Der Bundesgerichtshof hat mit Versäumnisurteil vom 26. Februar 2002 im Verfahren XI ZR 60/01 über die Zwangsvollstreckung aus einer notariellen Urkunde und über Rechte an Vollstreckungssurrogaten entschieden. Die Kläger hatten in einer Urkunde eine Darlehensschuld bekannt, eine Briefhypothek an einem Hausgrundstück bestellt und sich der sofortigen Zwangsvollstreckung unterworfen. Später betrieb die Beklagte aus der Urkunde die Zwangsversteigerung des Grundstücks; nach Zuschlag, Wiederversteigerung und Verteilung stritten die Beteiligten über die Zulässigkeit der Vollstreckung und über die daraus erzielten Erlöse.
Notarielle Unterwerfung ersetzt nicht die Prüfung der Forderung
Der BGH hebt das Berufungsurteil auf und verweist die Sache zurück. Im Mittelpunkt stand die Frage, ob die titulierte Darlehensforderung tatsächlich bestand, wirksam abgetreten worden war und ob die Beklagte aus der notariellen Urkunde vollstrecken durfte. Gerade bei einer vollstreckbaren Urkunde kann die Zwangsvollstreckung zwar unmittelbar betrieben werden. Einwendungen gegen die Forderung und gegen die Berechtigung des Vollstreckungsgläubigers bleiben aber im dafür vorgesehenen Verfahren zu prüfen.
Im Verfahren XI ZR 60/01 waren die Zahlungsflüsse, die Abtretung der Hypothek, die Abtretung der Darlehensforderung und mögliche Rechte eines Konkursverwalters miteinander verflochten. Das erforderte eine sorgfältige tatsächliche und rechtliche Aufklärung.
Die Vollstreckung aus einer notariellen Urkunde setzt voraus, dass Forderung und Vollstreckungsberechtigung tragfähig festgestellt sind.

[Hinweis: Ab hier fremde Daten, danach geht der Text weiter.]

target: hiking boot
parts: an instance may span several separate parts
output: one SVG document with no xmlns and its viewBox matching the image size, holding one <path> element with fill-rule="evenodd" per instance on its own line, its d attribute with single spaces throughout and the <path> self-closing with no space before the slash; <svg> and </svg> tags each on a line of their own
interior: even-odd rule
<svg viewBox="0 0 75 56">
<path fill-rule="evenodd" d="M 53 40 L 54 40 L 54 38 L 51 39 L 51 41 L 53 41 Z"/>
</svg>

Versteigerungserlös und Sicherungshypotheken
Besonders praxisrelevant ist, dass die Zwangsversteigerung bereits zu Vollstreckungserlösen und weiteren Sicherheiten geführt hatte. Die Beklagte hatte Zahlungen aus dem ersten Versteigerungsverfahren erhalten; später wurden ihr im Wiederversteigerungsverfahren weitere Beträge zugeteilt. Außerdem standen Forderungen gegen die erste Ersteherin und Sicherungshypotheken im Raum.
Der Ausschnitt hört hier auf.